Do you use a stationary or portable standing desk at work? If so, you’re probably already a die-hard devotee of working at a standing desk and have long been trying to convert your friends and co-workers into the same ergonomic mindset. Maybe they feel like the last thing they want to do after a rush hour commute is stand up. Or, maybe they have tried it, but it felt so unfamiliar that they quickly returned to their status quo. After all, standing while working engages more muscles and blood flow than you’re used to using for your desk-based tasks, and it can take some time for your body to adjust. Many standing desk novices struggle with occasional discomfort when they’re starting out with a standing desk.
There are some quick tricks to optimize the performance of your standing desk. Buying the furniture is just the first step. You’ve got to couple it with other ingredients to make your workspace fully ergonomic, and couple these with some physical fine-tuning that will make working at a standing desk much more effective.
Some ways feel more comfortable with a standing desk
Adapt your desk to your body
Your desk and body height should be perfectly in sync. Your arm should reach your mouse and keyboard at a comfortable 90-degree angle. Focusing on your monitor shouldn’t involve straining your neck or your eyes. Most office furniture is designed for people who fall within a height range of 5’5” to 5’9”, so if you’re taller or shorter, you may need to invest in a more customized standing desk solution. This applies to your ergonomic chair as well. Ideally, your entire ergonomic toolkit should be adjustable but stable.
Make sure your standing desk at work is suited to your specific tasks and body movements
How many tasks will you be using the desk for? Heavy word processing uses different muscular movements to technical drawing or chattering on long international conference calls. You will have to make sure to buy a versatile desk that’s roomy enough to happily host your specialised task set. Do you have enough tabletop space to not spill coffee on your contracts? If you constantly move between different worksites can your standing desk easily come with you?
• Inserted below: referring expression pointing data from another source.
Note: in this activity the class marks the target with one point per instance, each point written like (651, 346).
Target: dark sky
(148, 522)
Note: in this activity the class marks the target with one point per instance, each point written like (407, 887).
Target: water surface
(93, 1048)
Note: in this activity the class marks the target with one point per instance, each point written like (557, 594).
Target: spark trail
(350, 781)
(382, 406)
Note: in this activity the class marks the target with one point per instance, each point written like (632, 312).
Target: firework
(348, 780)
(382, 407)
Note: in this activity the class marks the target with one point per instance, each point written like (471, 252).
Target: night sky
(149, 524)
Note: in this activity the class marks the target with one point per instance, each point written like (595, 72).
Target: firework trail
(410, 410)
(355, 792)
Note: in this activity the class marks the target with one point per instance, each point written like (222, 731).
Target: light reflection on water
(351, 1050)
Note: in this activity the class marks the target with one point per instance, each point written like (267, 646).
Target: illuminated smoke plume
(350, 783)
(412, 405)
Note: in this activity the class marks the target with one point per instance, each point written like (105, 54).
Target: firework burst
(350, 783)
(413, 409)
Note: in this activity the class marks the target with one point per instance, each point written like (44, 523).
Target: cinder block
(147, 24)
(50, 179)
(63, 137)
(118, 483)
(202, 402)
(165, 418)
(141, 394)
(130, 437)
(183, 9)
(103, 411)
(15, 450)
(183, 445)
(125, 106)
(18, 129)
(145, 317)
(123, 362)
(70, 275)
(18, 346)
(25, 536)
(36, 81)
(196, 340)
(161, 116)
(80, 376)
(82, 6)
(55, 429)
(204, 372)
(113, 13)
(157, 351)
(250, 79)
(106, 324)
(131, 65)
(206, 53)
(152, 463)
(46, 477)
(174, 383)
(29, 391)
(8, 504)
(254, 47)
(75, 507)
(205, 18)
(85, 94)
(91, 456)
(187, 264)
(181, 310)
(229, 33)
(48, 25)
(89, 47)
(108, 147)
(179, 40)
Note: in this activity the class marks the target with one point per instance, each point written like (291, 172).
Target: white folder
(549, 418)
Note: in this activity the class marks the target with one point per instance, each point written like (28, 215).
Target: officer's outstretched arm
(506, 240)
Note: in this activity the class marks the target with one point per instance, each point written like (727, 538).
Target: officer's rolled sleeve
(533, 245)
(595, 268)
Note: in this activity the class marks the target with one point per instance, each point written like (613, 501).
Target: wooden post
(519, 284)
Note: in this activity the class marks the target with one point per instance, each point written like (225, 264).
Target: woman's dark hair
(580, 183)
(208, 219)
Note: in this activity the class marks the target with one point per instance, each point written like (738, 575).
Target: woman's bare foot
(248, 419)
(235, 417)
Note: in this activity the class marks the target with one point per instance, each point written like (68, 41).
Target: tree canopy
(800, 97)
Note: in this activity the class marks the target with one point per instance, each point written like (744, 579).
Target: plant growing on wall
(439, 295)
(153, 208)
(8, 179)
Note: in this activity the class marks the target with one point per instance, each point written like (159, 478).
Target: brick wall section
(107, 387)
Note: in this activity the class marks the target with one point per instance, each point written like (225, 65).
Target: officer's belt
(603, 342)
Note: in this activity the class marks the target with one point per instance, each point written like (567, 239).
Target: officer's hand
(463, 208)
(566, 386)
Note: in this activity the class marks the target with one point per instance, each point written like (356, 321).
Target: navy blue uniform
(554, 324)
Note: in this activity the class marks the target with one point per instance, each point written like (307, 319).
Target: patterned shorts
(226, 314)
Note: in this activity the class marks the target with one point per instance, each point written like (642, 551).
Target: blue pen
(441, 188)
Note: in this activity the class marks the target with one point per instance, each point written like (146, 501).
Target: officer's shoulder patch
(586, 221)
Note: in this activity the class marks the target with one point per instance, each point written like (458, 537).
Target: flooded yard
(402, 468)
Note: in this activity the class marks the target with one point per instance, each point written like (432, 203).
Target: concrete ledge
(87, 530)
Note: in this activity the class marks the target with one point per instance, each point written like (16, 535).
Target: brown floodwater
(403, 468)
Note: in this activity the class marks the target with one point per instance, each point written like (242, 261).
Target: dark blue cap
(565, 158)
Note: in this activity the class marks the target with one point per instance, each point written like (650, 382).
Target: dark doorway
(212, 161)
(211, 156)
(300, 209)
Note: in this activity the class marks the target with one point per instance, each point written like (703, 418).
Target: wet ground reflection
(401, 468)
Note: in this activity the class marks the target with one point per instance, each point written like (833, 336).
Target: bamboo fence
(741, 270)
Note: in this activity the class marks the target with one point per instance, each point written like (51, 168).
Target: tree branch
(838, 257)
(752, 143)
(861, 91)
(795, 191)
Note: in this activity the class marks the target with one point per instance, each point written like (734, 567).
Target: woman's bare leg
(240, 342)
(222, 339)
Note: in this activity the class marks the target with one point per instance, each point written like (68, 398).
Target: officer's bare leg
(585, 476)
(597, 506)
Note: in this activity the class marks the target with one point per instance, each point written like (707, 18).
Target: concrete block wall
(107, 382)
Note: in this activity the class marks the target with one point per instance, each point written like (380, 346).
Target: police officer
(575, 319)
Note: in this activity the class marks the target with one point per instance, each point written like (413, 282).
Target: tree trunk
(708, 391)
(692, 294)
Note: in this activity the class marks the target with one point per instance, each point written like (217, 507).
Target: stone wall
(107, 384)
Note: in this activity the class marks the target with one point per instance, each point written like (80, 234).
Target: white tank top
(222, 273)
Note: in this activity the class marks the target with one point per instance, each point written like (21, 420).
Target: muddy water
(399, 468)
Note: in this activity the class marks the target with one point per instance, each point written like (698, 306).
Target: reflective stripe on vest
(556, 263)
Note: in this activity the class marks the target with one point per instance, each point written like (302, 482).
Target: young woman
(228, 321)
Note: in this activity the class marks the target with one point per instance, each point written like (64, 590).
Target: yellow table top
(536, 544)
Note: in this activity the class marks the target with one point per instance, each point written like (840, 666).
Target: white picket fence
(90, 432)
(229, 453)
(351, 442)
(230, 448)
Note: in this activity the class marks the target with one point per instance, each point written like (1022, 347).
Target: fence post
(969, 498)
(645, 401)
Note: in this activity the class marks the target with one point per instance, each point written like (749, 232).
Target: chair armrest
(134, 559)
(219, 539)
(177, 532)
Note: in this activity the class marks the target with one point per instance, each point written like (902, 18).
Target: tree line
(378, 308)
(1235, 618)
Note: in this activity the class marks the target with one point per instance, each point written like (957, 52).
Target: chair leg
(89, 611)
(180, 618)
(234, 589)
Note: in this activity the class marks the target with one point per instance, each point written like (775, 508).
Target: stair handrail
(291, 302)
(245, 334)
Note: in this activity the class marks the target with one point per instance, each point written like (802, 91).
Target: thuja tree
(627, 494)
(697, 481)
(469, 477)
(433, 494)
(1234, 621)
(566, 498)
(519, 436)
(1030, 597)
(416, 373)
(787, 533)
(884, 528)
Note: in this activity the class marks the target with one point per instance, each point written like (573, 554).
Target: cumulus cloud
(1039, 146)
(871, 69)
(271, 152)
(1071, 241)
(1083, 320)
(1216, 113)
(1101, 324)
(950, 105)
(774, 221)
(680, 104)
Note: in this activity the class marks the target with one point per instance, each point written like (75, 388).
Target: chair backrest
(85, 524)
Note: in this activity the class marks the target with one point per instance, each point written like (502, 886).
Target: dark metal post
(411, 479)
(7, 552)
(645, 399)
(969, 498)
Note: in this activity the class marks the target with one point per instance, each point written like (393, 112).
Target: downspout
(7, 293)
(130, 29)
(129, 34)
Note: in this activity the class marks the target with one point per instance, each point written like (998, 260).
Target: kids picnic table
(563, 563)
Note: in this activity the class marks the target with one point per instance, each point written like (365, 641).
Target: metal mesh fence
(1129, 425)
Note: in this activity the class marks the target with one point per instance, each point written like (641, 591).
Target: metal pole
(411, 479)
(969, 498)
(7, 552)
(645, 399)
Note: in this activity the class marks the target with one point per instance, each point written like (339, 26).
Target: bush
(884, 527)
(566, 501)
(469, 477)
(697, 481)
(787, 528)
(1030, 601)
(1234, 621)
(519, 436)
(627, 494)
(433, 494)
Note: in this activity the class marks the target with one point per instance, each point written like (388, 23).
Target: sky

Get the related ergonomic furniture
What good is having an ergonomic standing desk and then undoing all your good intentions with an ill fitting keyboard, mouse and chair? A standing desk at work is a great investment, but ideally you’ve bought the kind that transitions easily back and forth between standing and sitting. This means that you’ll want to make sure your chair is ergonomic, as well. If you don’t always want to recline into the comfort of an ergonomic office chair, and want to stay active even when seated, try an ergo stool like this one from Autonomous. Even better yet, you could try their office bike. Your keyboard and mouse should also be ergonomic, especially if you do a ton of clicking while working at a standing desk. Power users like coders and copywriters need to think carefully about their wrists and shoulders. You can support these muscles with additional kit like ergonomic wrist rests. If you need your monitor to stand taller than your standing desk at work, consider getting a monitor extension as well. Autonomous’s monitor arm has 360-degree rotation and a vertical range of 20 inches, designed for a flexible workstation. Peering up or down at your stresses your neck, and your standing desk at work may not offer enough monitor height to eliminate this cause of eye strain.
A supportive food pad ensures your circulation is working from head to toe. Autonomous has a great anti-fatigue standing support mat that keeps your spine balanced at specific support angles. Its sloped, ridged surface with a two-inch rise helps to relieve foot pain and counter the strain of any office footwear. Luckily, comfortable ergonomic shoes have gained market traction in the last 20 years, which means they’re becoming more style-savvy. You can go the route of MBTs, or some professional looking fit-flops—these are shoes that keep your ankles working to stabilize you throughout the day. Even without special ergonomic features, a well-padded work shoe with structured ankle support is much better for your foot and leg health than pointy stilettos or too-flat ballet pumps.
Change your posture and ergonomic settings often
In addition to getting the right adjustable furniture for your specific work habits, you’ll need to change posture throughout the day while you’re working at a standing desk, to prevent your body from locking into a static pose. You should adopt different positions that accommodate resting, working and your lunch hour gossip. Speaking of downtime - you should stand up, stretch, and move at least every 60-90 minutes. Taking regular breaks is important for the entire body — the brain is a muscle, too, after all. Autonomous’s SmartDesk 3 includes an app that knows when you’ve been sitting for this long, and will send reminders to take breaks and even order meals. Many offices have also adopted the philosophy of walking meetings. Instead of summoning your co-workers to a stuffy meeting room, try taking a one-hour walk in the surrounding area. Throughout history, walking discussions have been a major part of business and pedagogy, and the brain is proven to get its ideas across better while the entire body is standing and in motion.
Align your physical and mental activity by working at a standing desk. Taking the steps above will make working at a standing desk much more comfortable, ensuring you get the full benefits of your new investment. Better your environment by considering what type of desk will work with you, and incorporate the compatible accessories into your ergonomic workstation. It may take some getting used to, but the long-term boost in physical and mental agility will outweigh any initial uncertainty. Share all your new insider info, you’ll get your co-workers on their feet in no time.